The insurance industry must do more to help SMEs recover from the impact of the coronavirus pandemic and better prepare for catastrophic events in the future, according to a new report by Lloyd’s.
The report outlines three possible new open-source solutions and frameworks designed to cover risks businesses could encounter in the so-called “new normal” as they begin to recover from the crisis.
These could include offering business interruption insurance designed to support SMEs in the event of future waves of coronavirus infections by pooling non-damage business interruption coverage across a number of participants in Lloyd’s insurance market, the report said.
The proposals were developed by two panels of insurance industry experts, including the chief executives of Lloyds, Allianz, Axa and Hiscox.
“Covid-19 has demonstrated that there is much more we can do to support our customers by providing protection for the changing risks they face,” said Lloyds chairman Bruce Carnegie-Brown.
“Some of these risks are of a scale that require partnership with governments globally and this report identifies ways in which the insurance industry could work with governments to share risk and create a braver, more resilient world,” he said.
While some of the widespread disruption to businesses caused by the coronavirus pandemic can be addressed via existing or slightly modified insurance products, the report said, some will require “new approaches” and specifically tailored products.
There is an “urgent need” to develop such new ideas in order for the insurance industry to provide customers with the protection they are asking for during the coronavirus crisis, it continued.
Two of the solutions proposed by the report would require government partnerships.

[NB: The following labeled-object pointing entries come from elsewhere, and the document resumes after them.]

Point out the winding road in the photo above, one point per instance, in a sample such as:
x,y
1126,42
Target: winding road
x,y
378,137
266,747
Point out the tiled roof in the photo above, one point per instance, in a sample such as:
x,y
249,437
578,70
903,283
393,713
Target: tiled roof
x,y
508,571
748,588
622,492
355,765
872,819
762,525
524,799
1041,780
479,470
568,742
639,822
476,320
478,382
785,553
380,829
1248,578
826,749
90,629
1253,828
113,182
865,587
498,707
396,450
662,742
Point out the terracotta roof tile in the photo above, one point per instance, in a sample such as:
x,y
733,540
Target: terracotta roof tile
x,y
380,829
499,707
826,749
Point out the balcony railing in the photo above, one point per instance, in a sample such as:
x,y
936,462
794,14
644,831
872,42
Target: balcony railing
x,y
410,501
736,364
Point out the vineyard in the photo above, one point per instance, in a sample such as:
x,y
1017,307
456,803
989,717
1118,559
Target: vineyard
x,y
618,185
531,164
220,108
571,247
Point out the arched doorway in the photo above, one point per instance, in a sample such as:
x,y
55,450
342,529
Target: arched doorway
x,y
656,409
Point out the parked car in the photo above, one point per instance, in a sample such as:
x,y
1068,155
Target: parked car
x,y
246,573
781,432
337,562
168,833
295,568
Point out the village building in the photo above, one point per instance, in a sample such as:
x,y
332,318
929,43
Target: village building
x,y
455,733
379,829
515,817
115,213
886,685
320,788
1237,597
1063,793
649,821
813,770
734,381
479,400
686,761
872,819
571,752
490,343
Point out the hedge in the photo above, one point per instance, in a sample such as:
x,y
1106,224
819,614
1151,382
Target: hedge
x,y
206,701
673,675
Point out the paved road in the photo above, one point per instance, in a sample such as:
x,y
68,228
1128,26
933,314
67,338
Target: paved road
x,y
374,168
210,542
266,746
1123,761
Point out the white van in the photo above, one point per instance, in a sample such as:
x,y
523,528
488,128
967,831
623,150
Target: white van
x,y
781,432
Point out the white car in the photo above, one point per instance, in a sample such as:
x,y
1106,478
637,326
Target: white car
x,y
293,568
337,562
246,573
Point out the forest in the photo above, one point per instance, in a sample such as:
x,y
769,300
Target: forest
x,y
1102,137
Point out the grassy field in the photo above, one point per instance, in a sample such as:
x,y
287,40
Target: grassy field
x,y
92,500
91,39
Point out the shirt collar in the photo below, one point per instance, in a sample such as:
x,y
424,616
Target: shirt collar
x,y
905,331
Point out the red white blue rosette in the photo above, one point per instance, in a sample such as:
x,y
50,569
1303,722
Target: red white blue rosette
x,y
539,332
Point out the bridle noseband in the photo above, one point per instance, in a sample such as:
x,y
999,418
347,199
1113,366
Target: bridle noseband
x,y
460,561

The first is the introduction of a so-called “after the event” framework of insurance products, designed to offer immediate relief and cover for non-damage business interruption over the long-term.
The report said such a system, which would require government backing, would “be an efficient way to inject commercial and government funds into the economy, providing relief to customers with limited borrowing capacity”.
The second proposal that would require government support is the introduction of a reinsurance framework designed to “better protect customers from the devastating and long-term impacts of systemic catastrophic events,” such as another pandemic or global supply chain disruption.
Such a framework would provide coverage for these so-called “black swan” events through pooled industry capital, but would require a government guarantee to pay out if the pool ever ran out of money, the report said.
“Some of these risks are of a scale that require partnership with governments globally and this report identifies ways in which the insurance industry could work with governments to share risk and create a braver, more resilient world,” said Carnegie-Brown.